Security guards had arrested Rizwan on the spot. Police said the suspect had used a hammer to inflict damage on the statue.
India slammed the act of vandalism, saying Pakistan has completely failed in its duty to prevent such attacks which are creating a “climate of fear” among the minority communities.
India’s External Affairs Ministry Spokesperson Arindam Bagchi said incidents of violence against minority communities, including attacks on their places of worship, their cultural heritage, as well as their private property, were increasing at an “alarming rate” in Pakistan.
“We have seen disturbing reports in the media about the vandalisation of the statue of Maharaja Ranjit Singh in Lahore today. This is the third such incident wherein the statue has been vandalised, since it was unveiled in 2019,” Bagchi said.
“Such attacks on the cultural heritage of minority communities in Pakistan highlight the growing intolerance and lack of respect for minority communities in Pakistani society,” he said.
Punjab Chief Minister Usman Buzdar has ordered restoration of the statue to its original form.
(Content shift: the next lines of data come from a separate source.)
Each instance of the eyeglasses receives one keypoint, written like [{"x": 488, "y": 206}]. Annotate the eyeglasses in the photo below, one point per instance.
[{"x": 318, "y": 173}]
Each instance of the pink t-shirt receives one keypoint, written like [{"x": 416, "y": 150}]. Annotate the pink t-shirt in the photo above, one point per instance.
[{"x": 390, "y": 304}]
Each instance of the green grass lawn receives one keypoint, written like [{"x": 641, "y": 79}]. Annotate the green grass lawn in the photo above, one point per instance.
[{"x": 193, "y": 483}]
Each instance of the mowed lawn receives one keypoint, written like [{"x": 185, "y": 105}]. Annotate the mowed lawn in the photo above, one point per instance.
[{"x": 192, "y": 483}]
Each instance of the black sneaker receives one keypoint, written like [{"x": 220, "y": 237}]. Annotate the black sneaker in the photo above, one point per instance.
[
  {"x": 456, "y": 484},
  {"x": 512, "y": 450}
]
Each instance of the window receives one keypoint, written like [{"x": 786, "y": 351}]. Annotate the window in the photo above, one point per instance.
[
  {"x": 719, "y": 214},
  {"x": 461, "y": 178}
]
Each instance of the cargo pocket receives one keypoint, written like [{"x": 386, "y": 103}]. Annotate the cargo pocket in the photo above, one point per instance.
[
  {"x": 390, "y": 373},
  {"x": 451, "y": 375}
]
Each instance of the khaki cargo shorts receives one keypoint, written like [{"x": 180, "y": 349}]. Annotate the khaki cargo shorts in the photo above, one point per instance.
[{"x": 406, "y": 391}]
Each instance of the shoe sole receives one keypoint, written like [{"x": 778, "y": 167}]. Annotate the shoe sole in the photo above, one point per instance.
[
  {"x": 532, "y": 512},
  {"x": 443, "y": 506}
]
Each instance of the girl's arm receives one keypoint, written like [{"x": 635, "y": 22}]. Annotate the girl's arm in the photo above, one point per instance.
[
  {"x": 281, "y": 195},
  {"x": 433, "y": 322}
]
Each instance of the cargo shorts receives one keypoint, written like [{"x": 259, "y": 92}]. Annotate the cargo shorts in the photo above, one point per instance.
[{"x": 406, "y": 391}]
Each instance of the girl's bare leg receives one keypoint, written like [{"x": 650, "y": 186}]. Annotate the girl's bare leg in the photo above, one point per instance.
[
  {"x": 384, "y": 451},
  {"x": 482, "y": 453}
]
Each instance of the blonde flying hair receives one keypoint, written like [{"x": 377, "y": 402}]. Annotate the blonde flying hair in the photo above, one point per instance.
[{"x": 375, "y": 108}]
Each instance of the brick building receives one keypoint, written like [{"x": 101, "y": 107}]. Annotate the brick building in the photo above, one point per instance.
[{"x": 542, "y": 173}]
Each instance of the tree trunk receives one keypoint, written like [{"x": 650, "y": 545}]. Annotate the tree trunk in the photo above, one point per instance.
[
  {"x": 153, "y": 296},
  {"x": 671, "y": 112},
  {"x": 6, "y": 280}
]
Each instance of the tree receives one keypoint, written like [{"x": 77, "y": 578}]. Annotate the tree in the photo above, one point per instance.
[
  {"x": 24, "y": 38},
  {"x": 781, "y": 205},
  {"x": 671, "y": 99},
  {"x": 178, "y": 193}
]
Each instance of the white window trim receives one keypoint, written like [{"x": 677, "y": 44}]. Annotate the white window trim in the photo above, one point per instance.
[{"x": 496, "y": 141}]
The Lahore Fort administration had beefed up security following the previous two attacks, but the TLP worker managed to vandalise the statue in the presence of the security guards who later overpowered him.
In June 2019, Ranjit Singh’s statue was unveiled in a colourful ceremony in which several Sikh delegates from India, Pakistan and other countries had participated.
The event was organised by Bobby Singh Bansal, from the UK, in collaboration with the Walled City of Lahore Authority.
The statue, made of cold bronze, shows the regal Sikh emperor sitting on a horse, sword in hand, complete in Sikh attire.
Sculpted by local artists, under the aegis of the Fakir Khana Museum, the statue is meant to invoke the feeling of the emperor being present, with its real-life proportions, and was unveiled on his 180th death anniversary. Ranjit Singh passed away in 1839.
“The project was meant to commemorate the 180th death anniversary of Maharaja Ranjit Singh and to forge a lasting friendship amongst the people of Punjab,” Bansal had said.
His organisation SK Foundation UK commissioned the statue in 2016. “We donated it to the people of Pakistan to promote Sikh heritage and tourism here,” he had said.